In the analysis based on statin types, patients who used both drug categories or without information on statin types were excluded. We further extracted patients on either simvastatin or atorvastatin and each group was compared with non-statin users. Sixteen patients using other types of statins were excluded from the data. Twenty-nine ℒ-statin users and 44 H-statin users were included in the sub-analyses.

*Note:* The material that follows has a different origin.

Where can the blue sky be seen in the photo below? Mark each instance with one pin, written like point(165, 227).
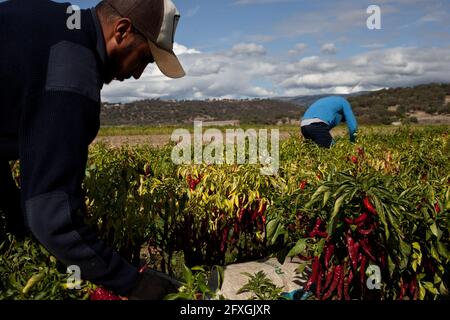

The MDA Institutional Review Board approved the protocol for this study and granted a waiver of informed consent based on the observational nature of the study.

Outcomes

The primary outcome of this study was progression-free survival (PFS), the time in years between the diagnosis date and recurrence, progression or death. Secondary outcomes included overall survival (OS), the time interval in years from the diagnosis date to the date of death due to all causes or the last follow-up date, and disease-specific survival (DSS), the time in years from the diagnosis date to date of death due to breast cancer. For the DSS calculation, only patients whose outcomes were recorded as ‘dead with disease' were considered to have had positive events and others were censored at the time of their death or at their last follow-up dates.

Statistical analysis

The variables of interest include age, race, BMI, diabetes, and its treatments (insulin and metformin), hypertension and its treatments (ACEIs, ARBs, and beta blockers), bisphosphonate use, clinical stage, menopausal status, nuclear grade, lymphatic invasion, vascular invasion, neoadjuvant therapy, adjuvant therapy, radiation therapy, and definitive surgery within 1 year. Data were first summarised using standard descriptive statistics and frequency tabulation. Associations between categorical variables were assessed via cross-tabulation and the χ2-test or Fisher's exact test, whichever was appropriate. Survival distributions for PFS, OS, and DSS were estimated using the Kaplan–Meier method (Kaplan and Meier, 1958). Both univariate and multicovariate Cox proportional hazard models were applied to assess the effect of covariates of interest on PFS and OS (Cox, 1958). We obtained the final multivariate models by keeping the covariates that were significant in the univariate models first and using a backward selection approach, removing the least significant covariate from the full model one at a time. A P-value of <0.05 was used as the limit for inclusion. Radiation therapy, HER2 status and ER/PR status were treated as stratification factors in the multivariate Cox modes because they did not satisfy the proportional hazards assumption. Age, either continuous or dichotomous, was not statistically significant to predict the survival outcomes and thus was not included in the multivariate models. All computations were carried out using SAS 9.3 (SAS Institute Inc., Cary, NC, USA) and S-PLUS 8.2 software (Tibco Software Inc., Palo Alto, CA, USA).

Results

Patient demographics and clinical characteristics

We analysed 723 women with stage III disease (primary IBC) diagnosed between 12 January 1995 and 27 January 2011. Among these, 73 were statin users at the time of the initial evaluation and 650 were not. Given that the types of statin may influence survival outcomes, the statin users were further divided into lipophilic (L-statin, n=29) and weakly lipophilic to hydrophilic (H-statin, n=44) statin groups according to the classification used by Ahern et al (2011) (Table 1). Table 2 shows the number and percentage of statin users of our cohort by statin type.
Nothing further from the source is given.